Post Heist
Josh Marshall, Talking Points Memo blogger, and Max Sawicki, blogger behind the page, MaxSpeak, You Listen, have been egging each other on to new levels of expository watchdogging.
My wife, Loretta, belongs to a Net Flix service that has been filling her requests for "heist" movies recently. In the last few weeks we have seen, The Italian Job, The Heist, The Score, and Oceans Eleven.
Marshall was jogged by the idiotic and self-contradictory character (not to mention the questionably unConstitutional quality) of our Fearless Leader's recent visit to West Virginia on the Privatization Tour.
In an AP article covering the event, journalist Deb Reichmann wrote
Mulling over the implications of W's message, Josh Marshall reflected on just how many worthless "pieces of paper" in the form of U.S. Treasury Notes in the Social Security Trust Fund were put there by President Bush. Besides checking in with the Bureau of Public Debt on some other relevant Bush administration numbers, Marshall's idle query was taken up and computed by Max Sawicky.
To dramatize Social Security's future solvency problem, the president peered into the four-drawer ivory cabinet inside the Bureau of Public Debt office here along the Ohio River. In the second drawer was a white three-ring binder filled with pieces of paper providing physical evidence of $1.7 trillion in Treasury bonds that back Social Security benefits.
"Imagine," Bush said in a speech a short time later at West Virginia University at Parkersburg. "The retirement security for future generations is sitting in a filing cabinet.
"It's time to strengthen and modernize Social Security for future generations with growing assets that you can control, that you call your own — assets that the government can't take away."

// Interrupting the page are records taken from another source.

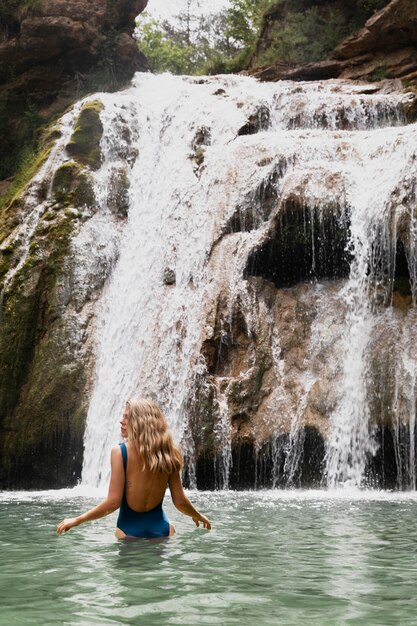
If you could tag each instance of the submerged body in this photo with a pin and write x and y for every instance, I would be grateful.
(141, 470)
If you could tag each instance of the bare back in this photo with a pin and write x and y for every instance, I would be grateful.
(144, 489)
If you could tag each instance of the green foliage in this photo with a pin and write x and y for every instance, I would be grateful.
(304, 36)
(218, 43)
(226, 42)
(244, 19)
(165, 52)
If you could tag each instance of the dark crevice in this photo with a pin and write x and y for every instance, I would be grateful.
(259, 120)
(402, 282)
(259, 204)
(307, 244)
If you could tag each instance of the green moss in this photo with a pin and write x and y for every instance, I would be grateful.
(84, 145)
(72, 186)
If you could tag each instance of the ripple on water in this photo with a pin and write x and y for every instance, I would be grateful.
(271, 558)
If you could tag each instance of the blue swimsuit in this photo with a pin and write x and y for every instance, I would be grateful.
(148, 524)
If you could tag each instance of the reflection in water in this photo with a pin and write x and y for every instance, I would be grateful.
(272, 558)
(348, 561)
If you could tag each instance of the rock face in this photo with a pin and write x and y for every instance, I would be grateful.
(386, 47)
(48, 293)
(52, 45)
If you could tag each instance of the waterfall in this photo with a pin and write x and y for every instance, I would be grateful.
(248, 202)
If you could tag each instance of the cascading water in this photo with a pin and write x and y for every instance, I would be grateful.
(215, 164)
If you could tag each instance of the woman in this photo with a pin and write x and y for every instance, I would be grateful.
(141, 470)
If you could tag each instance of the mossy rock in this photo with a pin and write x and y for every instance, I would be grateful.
(73, 186)
(84, 145)
(118, 195)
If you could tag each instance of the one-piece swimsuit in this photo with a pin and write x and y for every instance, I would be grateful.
(145, 524)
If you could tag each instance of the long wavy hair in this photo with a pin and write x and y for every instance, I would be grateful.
(148, 431)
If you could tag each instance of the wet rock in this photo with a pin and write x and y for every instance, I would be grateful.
(258, 121)
(84, 144)
(169, 277)
(72, 186)
(118, 195)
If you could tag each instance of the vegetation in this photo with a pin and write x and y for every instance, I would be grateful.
(307, 30)
(10, 11)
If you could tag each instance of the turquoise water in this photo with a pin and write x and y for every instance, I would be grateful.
(288, 558)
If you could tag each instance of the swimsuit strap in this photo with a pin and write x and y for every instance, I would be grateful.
(124, 454)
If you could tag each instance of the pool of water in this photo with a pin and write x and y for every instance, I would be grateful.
(272, 557)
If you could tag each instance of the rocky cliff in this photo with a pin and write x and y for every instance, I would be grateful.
(386, 47)
(52, 53)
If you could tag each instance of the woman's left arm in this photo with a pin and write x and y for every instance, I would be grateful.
(110, 504)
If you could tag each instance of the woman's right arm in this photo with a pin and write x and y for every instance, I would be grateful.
(183, 504)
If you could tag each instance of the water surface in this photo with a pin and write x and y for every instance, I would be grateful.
(272, 557)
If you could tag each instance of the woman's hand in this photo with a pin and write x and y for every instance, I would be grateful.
(203, 519)
(66, 525)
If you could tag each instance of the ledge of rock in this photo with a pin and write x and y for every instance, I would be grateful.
(48, 48)
(385, 48)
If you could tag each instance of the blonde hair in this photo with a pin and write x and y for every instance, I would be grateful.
(148, 431)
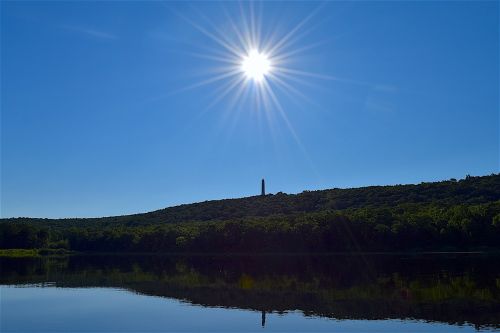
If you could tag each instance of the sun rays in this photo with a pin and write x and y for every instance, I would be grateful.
(254, 65)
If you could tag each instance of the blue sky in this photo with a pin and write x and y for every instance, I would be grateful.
(104, 111)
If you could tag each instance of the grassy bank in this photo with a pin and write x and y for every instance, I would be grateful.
(19, 253)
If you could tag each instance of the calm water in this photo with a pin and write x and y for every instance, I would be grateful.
(337, 293)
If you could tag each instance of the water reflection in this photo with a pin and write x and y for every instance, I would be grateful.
(454, 289)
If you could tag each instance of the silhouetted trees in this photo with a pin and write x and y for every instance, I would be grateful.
(431, 216)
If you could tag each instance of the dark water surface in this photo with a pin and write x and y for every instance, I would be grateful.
(287, 293)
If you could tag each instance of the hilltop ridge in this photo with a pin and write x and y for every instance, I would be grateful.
(470, 190)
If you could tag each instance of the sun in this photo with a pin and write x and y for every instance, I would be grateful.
(255, 65)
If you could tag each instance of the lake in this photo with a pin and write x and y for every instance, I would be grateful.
(242, 293)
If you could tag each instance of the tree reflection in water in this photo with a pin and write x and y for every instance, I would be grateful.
(454, 288)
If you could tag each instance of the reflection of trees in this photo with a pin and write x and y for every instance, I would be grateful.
(453, 290)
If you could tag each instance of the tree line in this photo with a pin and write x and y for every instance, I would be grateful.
(452, 215)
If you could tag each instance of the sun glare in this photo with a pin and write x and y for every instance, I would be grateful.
(255, 65)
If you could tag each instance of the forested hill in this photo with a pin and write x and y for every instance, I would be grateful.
(450, 215)
(468, 191)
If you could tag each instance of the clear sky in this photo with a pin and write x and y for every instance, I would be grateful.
(111, 108)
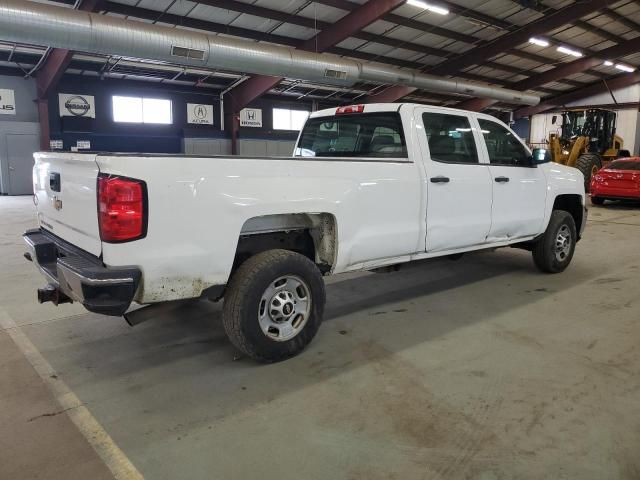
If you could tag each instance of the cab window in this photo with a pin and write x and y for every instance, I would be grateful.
(503, 146)
(450, 138)
(371, 135)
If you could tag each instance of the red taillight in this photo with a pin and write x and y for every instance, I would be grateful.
(121, 209)
(350, 109)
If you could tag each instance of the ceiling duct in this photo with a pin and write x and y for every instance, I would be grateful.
(39, 24)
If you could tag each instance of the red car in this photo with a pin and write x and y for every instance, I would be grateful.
(620, 180)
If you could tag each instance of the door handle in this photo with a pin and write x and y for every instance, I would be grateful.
(440, 179)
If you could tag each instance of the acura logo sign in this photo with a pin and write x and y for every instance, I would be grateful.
(200, 111)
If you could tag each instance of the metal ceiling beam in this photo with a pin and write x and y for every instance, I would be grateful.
(153, 15)
(561, 72)
(188, 22)
(353, 22)
(56, 63)
(477, 16)
(477, 55)
(50, 73)
(614, 83)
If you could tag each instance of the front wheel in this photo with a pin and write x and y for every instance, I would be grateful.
(554, 251)
(274, 304)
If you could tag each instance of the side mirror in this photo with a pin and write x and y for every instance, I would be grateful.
(540, 155)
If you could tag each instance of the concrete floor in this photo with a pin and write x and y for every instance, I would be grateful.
(481, 368)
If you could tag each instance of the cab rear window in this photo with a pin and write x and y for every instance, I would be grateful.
(377, 135)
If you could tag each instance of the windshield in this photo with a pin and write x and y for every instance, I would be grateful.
(624, 165)
(377, 135)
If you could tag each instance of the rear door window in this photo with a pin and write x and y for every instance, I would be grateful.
(450, 138)
(503, 146)
(373, 135)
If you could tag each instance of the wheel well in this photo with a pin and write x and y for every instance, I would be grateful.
(311, 235)
(571, 204)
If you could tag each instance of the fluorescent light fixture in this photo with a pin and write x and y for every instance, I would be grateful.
(428, 6)
(625, 68)
(539, 41)
(569, 51)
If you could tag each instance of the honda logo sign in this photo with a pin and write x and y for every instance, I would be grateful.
(251, 117)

The answer, according to Sawicky, is $639 billion. In other words, approximately 1/3 of all the "worthless IOU's" in the Social Security Trust Fund have been put there by President George W. Bush, the President who said, "There is no Trust Fund."
Whatever the outcome of the Budget and Privatization debate, one thing is certain, Bush has turned the tables on Ronald Reagan. The President who made is his name in film is about to be outstarred in the greatest true-crime reality show ever conceived by the culture of mass media consumption: The Social Security Trust Fund heist.
Move over Brando, DeNiro, George Clooney and Edward Norton, Jr. Move over Ronald Reagan. George W. Bush is about to take public spectacle -- specifically in the form of the "heist," to a new level.